When I was staying in Toronto, Darlene (of Cosy Books) very kindly gave me a couple of books – one of which was Coral Glynn by Peter Cameron (2012). The book rang a bell from her blog and from Thomas/Hogglestock’s, and it sounded like it should be up my street – though there was always the danger that (being a modern novel written by an American about 1950s England) it might wander into the sort of England only seen on BBC America. That is, would it be too Downton for its own good?
Well, luckily, I really enjoyed it. That is more to do with Cameron’s writing and subtle, gradual depiction of character than about his version of 1950s England – which is, indeed, rather like a picture postcard (though there is the threat of new semi-detached houses encroaching in the environs of the colossal house that the hero, naturally, lives in).
But I am getting ahead of myself. Here are the opening paragraphs of the novel:
That spring – the spring of 1950 – had been particularly wet.
An area at the bottom of the garden at Hart House flooded, creating a shallow pool through which the crocuses gamely raised their little flounced heads, like cold shivering children in a swimming class. The blond gravel on the garden paths had turned green, each pebble wrapped in a moist transparent blanket of slime, and one could not sit on either of the two cement beaches that flanked the river gate without first unhinging the snails and slugs adhered to them.
The excessive moistness of the garden was of no concern to anyone at Hart House except for the new nurse, who had arrived on Thursday, and had attempted, on the two afternoons that were somewhat mild, to sit outside for a moment, away from the sickness and strain in the house. But she found the garden inhospitable, and so had resolved to stay indoors.

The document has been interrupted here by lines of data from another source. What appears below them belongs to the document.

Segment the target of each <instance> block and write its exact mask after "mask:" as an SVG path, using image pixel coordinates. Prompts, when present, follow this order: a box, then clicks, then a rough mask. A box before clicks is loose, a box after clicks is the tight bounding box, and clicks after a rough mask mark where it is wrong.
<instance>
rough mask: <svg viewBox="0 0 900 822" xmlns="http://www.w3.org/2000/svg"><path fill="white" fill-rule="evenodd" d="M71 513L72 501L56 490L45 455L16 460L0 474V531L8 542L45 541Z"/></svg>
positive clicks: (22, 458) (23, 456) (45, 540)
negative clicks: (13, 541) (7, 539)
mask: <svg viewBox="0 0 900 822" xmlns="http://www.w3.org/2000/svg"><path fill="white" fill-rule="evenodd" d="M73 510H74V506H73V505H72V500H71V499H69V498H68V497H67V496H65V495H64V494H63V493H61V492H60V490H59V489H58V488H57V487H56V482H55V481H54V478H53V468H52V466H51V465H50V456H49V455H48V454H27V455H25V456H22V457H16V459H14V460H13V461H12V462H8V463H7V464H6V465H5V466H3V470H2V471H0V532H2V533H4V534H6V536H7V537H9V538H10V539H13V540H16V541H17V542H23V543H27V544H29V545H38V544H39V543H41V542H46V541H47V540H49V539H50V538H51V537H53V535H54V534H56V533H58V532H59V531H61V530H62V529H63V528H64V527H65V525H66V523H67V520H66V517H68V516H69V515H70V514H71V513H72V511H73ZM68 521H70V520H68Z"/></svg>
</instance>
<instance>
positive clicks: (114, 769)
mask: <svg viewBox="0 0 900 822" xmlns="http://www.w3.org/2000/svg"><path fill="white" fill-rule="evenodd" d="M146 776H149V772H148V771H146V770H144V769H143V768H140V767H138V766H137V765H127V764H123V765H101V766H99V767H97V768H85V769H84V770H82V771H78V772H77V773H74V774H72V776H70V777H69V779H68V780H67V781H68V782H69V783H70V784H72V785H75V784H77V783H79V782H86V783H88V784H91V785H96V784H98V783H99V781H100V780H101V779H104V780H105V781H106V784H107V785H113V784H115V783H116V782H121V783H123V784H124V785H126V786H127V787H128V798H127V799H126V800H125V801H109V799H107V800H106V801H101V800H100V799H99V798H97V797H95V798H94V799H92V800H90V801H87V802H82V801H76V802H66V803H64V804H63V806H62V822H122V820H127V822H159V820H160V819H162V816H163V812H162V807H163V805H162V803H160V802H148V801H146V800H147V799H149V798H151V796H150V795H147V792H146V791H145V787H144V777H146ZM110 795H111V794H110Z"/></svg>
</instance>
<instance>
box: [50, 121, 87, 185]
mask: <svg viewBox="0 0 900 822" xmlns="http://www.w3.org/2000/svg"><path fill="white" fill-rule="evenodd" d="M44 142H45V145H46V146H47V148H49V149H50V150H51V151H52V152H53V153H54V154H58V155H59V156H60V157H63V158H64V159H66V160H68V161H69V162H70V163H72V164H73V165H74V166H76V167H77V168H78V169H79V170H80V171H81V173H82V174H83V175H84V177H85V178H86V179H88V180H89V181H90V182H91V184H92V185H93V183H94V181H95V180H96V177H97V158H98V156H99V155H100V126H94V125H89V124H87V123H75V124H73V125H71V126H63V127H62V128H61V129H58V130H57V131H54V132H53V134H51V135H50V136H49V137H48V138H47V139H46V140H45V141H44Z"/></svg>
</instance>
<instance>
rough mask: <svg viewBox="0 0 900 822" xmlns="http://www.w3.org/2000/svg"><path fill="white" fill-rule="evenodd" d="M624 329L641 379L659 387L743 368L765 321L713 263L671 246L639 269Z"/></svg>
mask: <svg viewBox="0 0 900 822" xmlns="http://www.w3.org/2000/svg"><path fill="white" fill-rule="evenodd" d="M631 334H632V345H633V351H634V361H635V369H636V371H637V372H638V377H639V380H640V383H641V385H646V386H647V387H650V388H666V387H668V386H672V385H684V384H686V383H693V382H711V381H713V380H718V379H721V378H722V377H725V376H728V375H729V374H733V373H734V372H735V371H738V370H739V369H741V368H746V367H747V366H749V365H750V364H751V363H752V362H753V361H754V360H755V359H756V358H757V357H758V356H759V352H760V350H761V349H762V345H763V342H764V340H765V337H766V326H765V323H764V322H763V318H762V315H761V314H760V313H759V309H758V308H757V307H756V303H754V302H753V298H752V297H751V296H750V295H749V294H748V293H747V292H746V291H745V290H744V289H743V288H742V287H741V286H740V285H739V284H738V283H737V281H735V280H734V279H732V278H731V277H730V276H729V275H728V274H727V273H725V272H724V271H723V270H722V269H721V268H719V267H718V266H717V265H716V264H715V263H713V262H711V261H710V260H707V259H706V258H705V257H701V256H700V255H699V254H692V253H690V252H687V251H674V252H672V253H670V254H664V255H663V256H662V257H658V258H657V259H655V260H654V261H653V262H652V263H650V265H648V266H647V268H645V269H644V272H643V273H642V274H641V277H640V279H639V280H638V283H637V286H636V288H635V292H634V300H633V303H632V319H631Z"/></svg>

The new nurse (as you might have started to suspect) is Coral Glynn – she is there to care for the old lady of the household, who has a terminal illness. She is greeted by the taciturn son and heir, (Major) Clement Hart, and the ill-tempered, suspicious housekeeper. In rather an unexpected manner, Coral becomes key to the household – though local tragedy causes disruption here. And with those coy words I shall say no more about the plot.
Despite being light and endearing, there is a sensitive portrait of loneliness and uncertainty at the centre of the novel. Coral is brave and headstrong in some ways, but is orphaned and alone, and unaccustomed to friendship. Besides the Major are his married friends Dolly and Robin – Dolly is a vivacious type who immediately becomes bosom buddies with Coral (or tries to) while Robin is affable but has his own burdens to bear. We soon learn, in a touching aside-scene, that Robin and Clement had once been in love. It adds further dimension to the novel, but it does throw the novel a bit, since scenes between Robin and Clement are the only ones which aren’t focused through Coral’s perspective, so far as I can recall.
The plot rolls on, and Cameron combines the nuance of the characters’ relationships (and, particularly, Coral’s attempts to understand the world she finds herself in – and develop a personality that she feels comfortable with) with an intriguing story. The latter rather collapses, and I wasn’t convinced by the ending, but the journey was rather wonderful – it feels nostalgic without being too fey, and Cameron is a really good storyteller. It’s rare that I prefer a book set in the 1950s to one written in the 1950s – the same goes for any decade, not just the ’50s – but I did rather love reading this one. I’d be interested to see how Cameron writes when he’s not looking across an ocean and into the past, but if his understanding of character is maintained, then I’d like to read him writing about 21st-century America. If he has done?